Expansion into the US

According to Kossoff, in terms of the history of the business, the plans to make further inroads internationally came from Landmark investing in the business. He says: “They think about going to a new country as I would think about expanding into Manchester or Edinburgh. I think it was always the case with them as the owner that we would take more international steps. We started researching and made visits to the Far East, the US and South America and concluded broadly that we could get a Carluccio’s to work in most of the markets, but the only one where we felt we had a chance of repeating something similar to what we had done in the UK, was the US. Could we open 10 Carluccio’s in Hong Kong? Maybe. Some in Bangkok? Possibly, but the only place where you could think about hundreds of sites is the US. We were persuaded of that and Landmark were also persuaded, so we decided to give it a shot. By that time, I felt very strongly I didn’t want to do stuff in a joint venture, we were much better off running it on our own terms. When you take away the need for funding in those situations, and we are very cash generative and well backed by Landmark, then you just need to hire local expertise rather than enter an agreement with a local partner.

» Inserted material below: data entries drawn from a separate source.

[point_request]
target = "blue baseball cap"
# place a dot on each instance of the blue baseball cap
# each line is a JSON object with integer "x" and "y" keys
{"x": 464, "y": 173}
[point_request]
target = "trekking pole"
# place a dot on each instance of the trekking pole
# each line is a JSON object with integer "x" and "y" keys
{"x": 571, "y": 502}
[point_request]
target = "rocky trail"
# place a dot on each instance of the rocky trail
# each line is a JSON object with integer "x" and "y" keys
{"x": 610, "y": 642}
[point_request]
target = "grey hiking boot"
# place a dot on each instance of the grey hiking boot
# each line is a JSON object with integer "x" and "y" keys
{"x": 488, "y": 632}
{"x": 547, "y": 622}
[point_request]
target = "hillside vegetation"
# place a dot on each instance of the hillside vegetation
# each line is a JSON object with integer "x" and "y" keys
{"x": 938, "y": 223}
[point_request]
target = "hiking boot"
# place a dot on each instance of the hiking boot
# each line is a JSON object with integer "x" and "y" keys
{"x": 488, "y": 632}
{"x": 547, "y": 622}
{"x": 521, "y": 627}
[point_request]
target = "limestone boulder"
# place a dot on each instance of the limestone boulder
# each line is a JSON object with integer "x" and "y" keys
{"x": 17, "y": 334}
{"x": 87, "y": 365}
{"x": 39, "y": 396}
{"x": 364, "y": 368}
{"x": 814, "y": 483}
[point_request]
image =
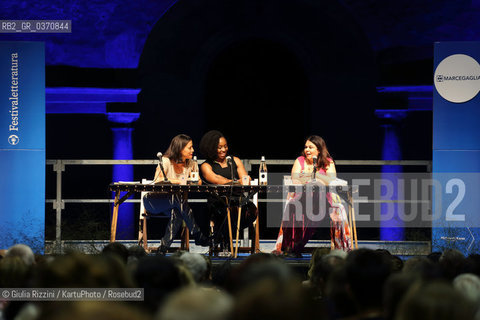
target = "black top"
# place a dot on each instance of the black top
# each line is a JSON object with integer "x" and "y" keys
{"x": 224, "y": 172}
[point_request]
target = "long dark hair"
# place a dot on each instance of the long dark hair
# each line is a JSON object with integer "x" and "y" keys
{"x": 174, "y": 151}
{"x": 209, "y": 144}
{"x": 324, "y": 157}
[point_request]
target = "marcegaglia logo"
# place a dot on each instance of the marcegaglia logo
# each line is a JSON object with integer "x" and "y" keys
{"x": 457, "y": 78}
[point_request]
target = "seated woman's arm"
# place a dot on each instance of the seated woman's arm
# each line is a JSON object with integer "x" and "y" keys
{"x": 211, "y": 176}
{"x": 331, "y": 174}
{"x": 241, "y": 171}
{"x": 159, "y": 177}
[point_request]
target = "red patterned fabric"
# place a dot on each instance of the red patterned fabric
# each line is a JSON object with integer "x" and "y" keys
{"x": 294, "y": 235}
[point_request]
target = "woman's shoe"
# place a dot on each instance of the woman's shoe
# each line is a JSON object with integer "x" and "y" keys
{"x": 201, "y": 240}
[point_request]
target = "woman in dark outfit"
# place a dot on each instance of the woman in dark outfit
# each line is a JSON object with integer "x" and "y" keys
{"x": 217, "y": 170}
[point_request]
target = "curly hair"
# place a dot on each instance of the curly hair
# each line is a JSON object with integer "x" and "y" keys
{"x": 324, "y": 157}
{"x": 209, "y": 144}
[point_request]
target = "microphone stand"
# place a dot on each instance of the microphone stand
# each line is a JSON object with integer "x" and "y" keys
{"x": 314, "y": 168}
{"x": 160, "y": 163}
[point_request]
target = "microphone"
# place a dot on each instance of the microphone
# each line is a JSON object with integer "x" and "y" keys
{"x": 229, "y": 161}
{"x": 159, "y": 156}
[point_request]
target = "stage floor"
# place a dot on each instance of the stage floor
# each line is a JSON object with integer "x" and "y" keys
{"x": 400, "y": 248}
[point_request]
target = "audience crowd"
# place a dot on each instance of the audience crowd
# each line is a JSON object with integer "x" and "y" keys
{"x": 361, "y": 284}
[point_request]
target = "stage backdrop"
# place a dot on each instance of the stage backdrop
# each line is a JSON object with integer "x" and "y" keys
{"x": 456, "y": 147}
{"x": 22, "y": 144}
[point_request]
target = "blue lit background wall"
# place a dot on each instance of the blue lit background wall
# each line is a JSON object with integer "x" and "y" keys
{"x": 110, "y": 35}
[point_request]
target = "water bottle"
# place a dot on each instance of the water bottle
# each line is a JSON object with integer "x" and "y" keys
{"x": 262, "y": 172}
{"x": 194, "y": 174}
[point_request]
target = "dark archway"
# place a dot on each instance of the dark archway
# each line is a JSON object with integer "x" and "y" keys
{"x": 180, "y": 73}
{"x": 257, "y": 86}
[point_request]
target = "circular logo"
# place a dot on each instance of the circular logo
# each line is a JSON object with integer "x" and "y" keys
{"x": 13, "y": 139}
{"x": 457, "y": 78}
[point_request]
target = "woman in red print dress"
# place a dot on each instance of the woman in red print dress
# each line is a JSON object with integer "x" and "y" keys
{"x": 293, "y": 236}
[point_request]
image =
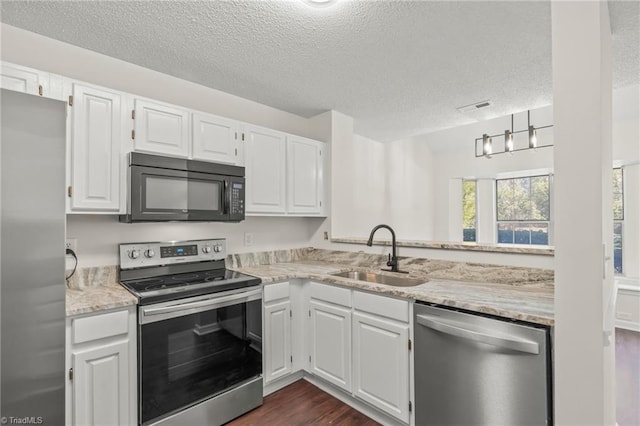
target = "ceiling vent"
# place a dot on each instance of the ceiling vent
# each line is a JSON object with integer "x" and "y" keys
{"x": 474, "y": 107}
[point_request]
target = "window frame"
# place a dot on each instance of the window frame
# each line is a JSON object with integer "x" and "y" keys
{"x": 619, "y": 221}
{"x": 548, "y": 222}
{"x": 475, "y": 216}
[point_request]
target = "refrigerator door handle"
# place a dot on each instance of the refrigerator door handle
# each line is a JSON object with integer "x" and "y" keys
{"x": 484, "y": 336}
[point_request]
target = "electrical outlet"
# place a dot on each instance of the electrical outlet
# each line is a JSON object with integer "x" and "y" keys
{"x": 71, "y": 243}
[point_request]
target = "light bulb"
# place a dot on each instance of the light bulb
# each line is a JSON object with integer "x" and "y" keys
{"x": 508, "y": 144}
{"x": 533, "y": 137}
{"x": 487, "y": 149}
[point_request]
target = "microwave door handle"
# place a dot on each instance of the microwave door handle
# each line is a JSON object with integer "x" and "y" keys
{"x": 226, "y": 195}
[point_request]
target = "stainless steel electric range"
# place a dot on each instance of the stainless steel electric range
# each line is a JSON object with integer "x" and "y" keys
{"x": 199, "y": 333}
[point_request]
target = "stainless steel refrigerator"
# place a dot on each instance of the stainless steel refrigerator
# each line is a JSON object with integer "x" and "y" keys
{"x": 32, "y": 282}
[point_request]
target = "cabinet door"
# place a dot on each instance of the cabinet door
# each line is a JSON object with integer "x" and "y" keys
{"x": 331, "y": 343}
{"x": 22, "y": 79}
{"x": 277, "y": 330}
{"x": 265, "y": 171}
{"x": 215, "y": 139}
{"x": 304, "y": 176}
{"x": 96, "y": 138}
{"x": 101, "y": 385}
{"x": 161, "y": 128}
{"x": 381, "y": 364}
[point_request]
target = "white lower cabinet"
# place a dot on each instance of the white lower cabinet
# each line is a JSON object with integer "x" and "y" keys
{"x": 331, "y": 343}
{"x": 101, "y": 362}
{"x": 355, "y": 341}
{"x": 381, "y": 364}
{"x": 278, "y": 355}
{"x": 381, "y": 353}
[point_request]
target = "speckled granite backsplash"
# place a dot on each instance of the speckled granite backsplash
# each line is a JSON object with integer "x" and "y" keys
{"x": 433, "y": 269}
{"x": 242, "y": 260}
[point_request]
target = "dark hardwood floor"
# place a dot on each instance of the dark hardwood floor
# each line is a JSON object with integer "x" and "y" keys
{"x": 301, "y": 403}
{"x": 628, "y": 377}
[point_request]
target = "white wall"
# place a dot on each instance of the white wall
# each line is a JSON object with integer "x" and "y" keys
{"x": 99, "y": 235}
{"x": 383, "y": 183}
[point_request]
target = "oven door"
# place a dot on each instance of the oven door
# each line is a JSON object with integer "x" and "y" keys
{"x": 167, "y": 195}
{"x": 193, "y": 349}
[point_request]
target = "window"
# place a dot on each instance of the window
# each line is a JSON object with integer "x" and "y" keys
{"x": 523, "y": 210}
{"x": 618, "y": 217}
{"x": 469, "y": 210}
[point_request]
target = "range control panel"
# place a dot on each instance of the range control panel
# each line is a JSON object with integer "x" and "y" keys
{"x": 138, "y": 255}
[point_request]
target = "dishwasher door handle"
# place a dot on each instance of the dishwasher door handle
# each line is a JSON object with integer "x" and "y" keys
{"x": 501, "y": 341}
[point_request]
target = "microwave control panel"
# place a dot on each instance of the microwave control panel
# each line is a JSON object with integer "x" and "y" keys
{"x": 236, "y": 199}
{"x": 138, "y": 255}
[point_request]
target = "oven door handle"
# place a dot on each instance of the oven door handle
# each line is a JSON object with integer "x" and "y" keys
{"x": 179, "y": 309}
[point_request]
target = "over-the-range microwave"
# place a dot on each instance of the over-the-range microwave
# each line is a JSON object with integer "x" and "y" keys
{"x": 164, "y": 189}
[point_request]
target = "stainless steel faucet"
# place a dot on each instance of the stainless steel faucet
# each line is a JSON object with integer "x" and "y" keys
{"x": 393, "y": 259}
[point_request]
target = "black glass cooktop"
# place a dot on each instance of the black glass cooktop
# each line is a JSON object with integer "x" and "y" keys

It has been a slower journey that I expected and there is still tonnes of work to do there, but the fundamental thing we have proven is that all those ideas about UK concepts not being acceptable to a US market for Carluccio’s just aren’t true. For example, we have had no push back on portion size. The people challenge is the biggest thing for us, hiring the right people. The pool for good people is not as big as I thought.”

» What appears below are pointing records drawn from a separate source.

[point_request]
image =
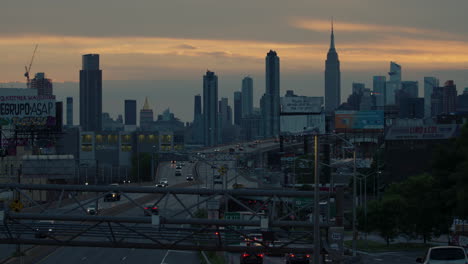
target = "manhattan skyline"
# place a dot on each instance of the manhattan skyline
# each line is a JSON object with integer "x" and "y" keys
{"x": 148, "y": 53}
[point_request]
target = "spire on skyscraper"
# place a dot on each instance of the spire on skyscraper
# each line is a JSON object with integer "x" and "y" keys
{"x": 332, "y": 40}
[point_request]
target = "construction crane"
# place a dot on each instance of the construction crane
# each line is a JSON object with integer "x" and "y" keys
{"x": 28, "y": 69}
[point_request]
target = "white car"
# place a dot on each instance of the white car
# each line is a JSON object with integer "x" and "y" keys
{"x": 443, "y": 255}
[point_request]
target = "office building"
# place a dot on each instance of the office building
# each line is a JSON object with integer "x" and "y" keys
{"x": 210, "y": 109}
{"x": 237, "y": 108}
{"x": 332, "y": 78}
{"x": 69, "y": 111}
{"x": 130, "y": 112}
{"x": 247, "y": 96}
{"x": 146, "y": 116}
{"x": 394, "y": 84}
{"x": 42, "y": 84}
{"x": 91, "y": 93}
{"x": 271, "y": 107}
{"x": 411, "y": 88}
{"x": 411, "y": 107}
{"x": 430, "y": 83}
{"x": 379, "y": 91}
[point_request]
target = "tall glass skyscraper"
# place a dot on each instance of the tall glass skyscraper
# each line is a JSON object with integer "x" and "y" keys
{"x": 210, "y": 109}
{"x": 91, "y": 93}
{"x": 247, "y": 96}
{"x": 69, "y": 111}
{"x": 237, "y": 108}
{"x": 332, "y": 78}
{"x": 271, "y": 104}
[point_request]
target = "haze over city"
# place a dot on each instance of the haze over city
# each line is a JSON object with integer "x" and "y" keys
{"x": 162, "y": 49}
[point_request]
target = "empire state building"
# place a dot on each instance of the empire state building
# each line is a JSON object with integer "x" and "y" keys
{"x": 332, "y": 78}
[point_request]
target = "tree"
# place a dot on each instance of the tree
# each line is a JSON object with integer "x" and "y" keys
{"x": 384, "y": 216}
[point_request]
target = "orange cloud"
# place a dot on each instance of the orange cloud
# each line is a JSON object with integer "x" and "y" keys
{"x": 321, "y": 25}
{"x": 155, "y": 58}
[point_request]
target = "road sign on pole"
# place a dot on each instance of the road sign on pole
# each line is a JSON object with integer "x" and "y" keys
{"x": 16, "y": 205}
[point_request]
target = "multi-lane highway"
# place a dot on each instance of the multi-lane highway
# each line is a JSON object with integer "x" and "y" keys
{"x": 205, "y": 174}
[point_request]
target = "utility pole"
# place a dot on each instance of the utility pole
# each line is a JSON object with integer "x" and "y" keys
{"x": 354, "y": 202}
{"x": 316, "y": 203}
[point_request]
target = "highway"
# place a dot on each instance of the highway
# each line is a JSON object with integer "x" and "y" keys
{"x": 166, "y": 208}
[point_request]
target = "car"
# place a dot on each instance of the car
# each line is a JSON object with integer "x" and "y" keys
{"x": 91, "y": 211}
{"x": 150, "y": 209}
{"x": 164, "y": 181}
{"x": 444, "y": 254}
{"x": 251, "y": 258}
{"x": 44, "y": 229}
{"x": 297, "y": 258}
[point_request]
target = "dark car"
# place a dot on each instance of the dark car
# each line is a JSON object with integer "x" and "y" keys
{"x": 44, "y": 229}
{"x": 150, "y": 209}
{"x": 297, "y": 258}
{"x": 251, "y": 258}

If there was one thing Kossoff would have done differently it would have been to be “a bit more aggressive in the middle years”.

He says: “Once we had discovered we could run these things and built 10 of them, I think we should have pushed a bit harder at that point. I was stuck in my mind around building only five a year. We went to the City and floated on that basis, but I think there was the opportunity to push a bit harder and add more value during that period. We were frightened of killing the golden goose.”

Although he doesn’t like the word legacy, he realises that every store the group opened during his time “has my stamp on it in some  way”, and that is the same with the people.

Kossoff, who led the group’s fundraising for Action Against Hunger, which currently stands at c£2m, says: “There are people in this business who I feel have something about them, like Sarah the COO, who was a graduate trainee for me at My Kinda Town and then a restaurant manager. I promised she could manage the first Carluccio’s and when we had more she could run more, and now she is the COO. That is a wonderful legacy. Alison came in to run shifts at Market Place and is now the property director, building a dozen sites a year.”